Developer Documentation

Appearance

Organization User Setup and Transaction Signing using Lambda

After the initial AWS setup and IAM user creation, each organization (e.g., orgA and orgB) will receive their respective access keys. The organizations should then perform the following steps:

  1. Configure AWS CLI with their access keys:
bash
aws configure
  1. Generate and store a mnemonic phrase securely in AWS Secrets Manager.

Prerequisites

  • Ensure that Node.js and npm are installed on your system to generate the mnemonic. You can download and install them from the Node.js official site.

Mnemonic Generation and Storage

The process of generating and storing mnemonics should be done securely.

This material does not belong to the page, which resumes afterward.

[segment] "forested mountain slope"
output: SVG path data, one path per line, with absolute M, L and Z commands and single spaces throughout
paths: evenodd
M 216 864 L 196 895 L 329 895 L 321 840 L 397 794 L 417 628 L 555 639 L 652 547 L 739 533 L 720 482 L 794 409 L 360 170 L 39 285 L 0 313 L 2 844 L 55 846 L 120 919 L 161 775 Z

Here's an overview of what the process entails:

  1. Generate a mnemonic phrase using a cryptographically secure method (e.g., using the bip39 library).

In the terminal, run the following command to generate the mnemonic.

bash
npm install bip39
node -e "const bip39 = require('bip39'); console.log(bip39.generateMnemonic());"

The user will get a mnemonic for their organization.

  1. Store the generated mnemonic in AWS Secrets Manager under a secret name specific to the organization.

In the terminal, run the cli:

bash
aws secretsmanager create-secret \
  --name "<org_name>/MNEMONIC" \
  --description "Mnemonic for <org_name>" \
  --secret-string "<mnemonic>" \
  --region $AWS_REGION

Note: - Replace org_name with the specific name of the organization. - Set the AWS Region as us-east-1. - Set the mnemonic that is generated in the previous step.

  1. Ensure that the AWS credentials used have the necessary permissions to create and store secrets.

Sign the Transaction with AWS IAM Authentication

To test the Transaction Signing, run the command:

bash
aws apigateway test-invoke-method --rest-api-id YOUR_API_ID --resource-id RESOURCE_ID --http-method POST --path-with-query-string "/sign" --body '{
   "action": "signMessage",
   "secretId": "SECRET_ID/",
   "message": "your-message",
   "offset": "null"
}' --output text

Replace YOUR_API_ID, RESOURCE_ID and SECRET_ID with your actual values.

Expected Response

Upon successful execution, you should receive a response similar to:

json
{
  "signedTransaction": "0x01f86c0180843b9aca0082520894742d35cc6634c0532925a3b844bc454e4438f44e87038d7ea4c6800080c001a082832006e12e9b56ee6e428aece22c8f46f0144f68e18fd22cb986e1cca755fca03528caad1b2c1f6bbcc8b1b366fb392dd16690cd19bce28988b71b0697d37f68"
}

This signed transaction can then be broadcast to the Ethereum network.

By following these steps, organizations can securely generate and manage their mnemonics, and use the Lambda function to sign Ethereum transactions without exposing their private keys.